The Venezuelan opposition leader María Corina Machado won this Monday, September 30, the Václav Havel Human Rights Prize awarded each year by the Parliamentary Assembly of the Council of Europe.

It was her daughter Ana Corina Sosa who collected the award on behalf of her mother, which is in hiding due to threats from the Venezuelan regime of Nicolás Maduro.

María Corina, “defender of democracy”


“The prize is awarded to María Corina Machado of Venezuela,” announced Theodoros Rousopoulos, president of the Parliamentary Assembly of the Council of Europe, at the beginning of its plenary session in Strasbourg, in northeastern France, after describing her as a “defender” of the democracy.

“I deeply regret that I cannot travel,” Rousopoulos told María Corina Machado, who connected by videoconference.

The 56-year-old opposition figure played a key role in Venezuela’s presidential election in July. Although the authorities proclaimed President Nicolás Maduro the winner, the opposition claims that its candidate, Edmundo González Urrutia, won.

Since then, the situation of the opposition is precarious.
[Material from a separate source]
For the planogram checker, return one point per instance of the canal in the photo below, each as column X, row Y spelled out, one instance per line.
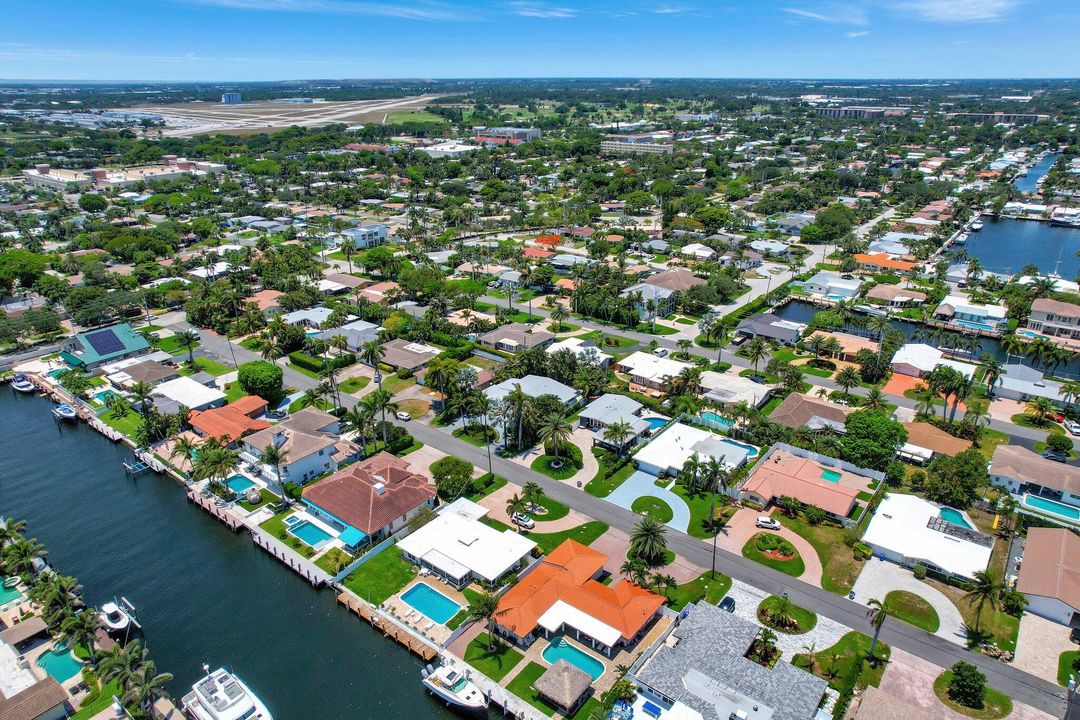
column 203, row 594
Machado is in hiding, in the midst of a wave of arrests of members of his close circle, and González Urrutia went into exile to Spain on September 8.
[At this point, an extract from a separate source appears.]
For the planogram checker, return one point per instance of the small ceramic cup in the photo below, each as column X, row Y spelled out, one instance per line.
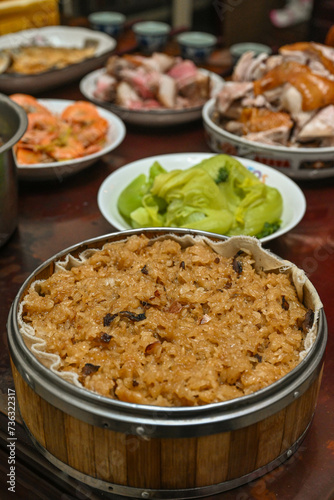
column 151, row 36
column 238, row 49
column 196, row 45
column 111, row 23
“It is an enormous change and a great personal challenge,” Machado confessed in a recent interview with AFP, referring to the secrecy that he breaks on rare occasions to participate in demonstrations in Venezuela.

I am where I feel most useful for the struggle, in Venezuela (…), accompanying the Venezuelans as a struggle that continueswhich is much bigger than any of us,” he stressed to questions about whether exile was considered.

It is the first time that the Council of Europe awards the Václav Havel to someone from Latin Americasince the organization first presented the award in 2013 to Belarusian human rights defender Ales Bialiatski.

The other two nominees of this edition were Akif Gurbanov, political activist from Azerbaijan, co-founder of the Institute of Democratic Initiative (IDI) and the Third Republic Platform, arrested in March of this year during a demonstration; and Babutsa Pataraia, a Georgian lawyer who has been fighting against feminicide for more than a decade and director of the NGO Sapari.

In 2023 it was the Turkish journalist, activist and businessman, Osman Kavala, imprisoned since 2017, who won the award, worth 60,000 euros.

In previous editions, it was won by the Russian opponent Vladimir Kara-Murza (2022), the activist for the rights of the Uyghur minority Ilham Tohti (2019) or the Yazidi Nadia Mourad (2016).

The Council of Europe, an organization that is not part of the European Union, was founded in 1949 to promote the integration of the continent, the rule of law and human rights, after the Second World War.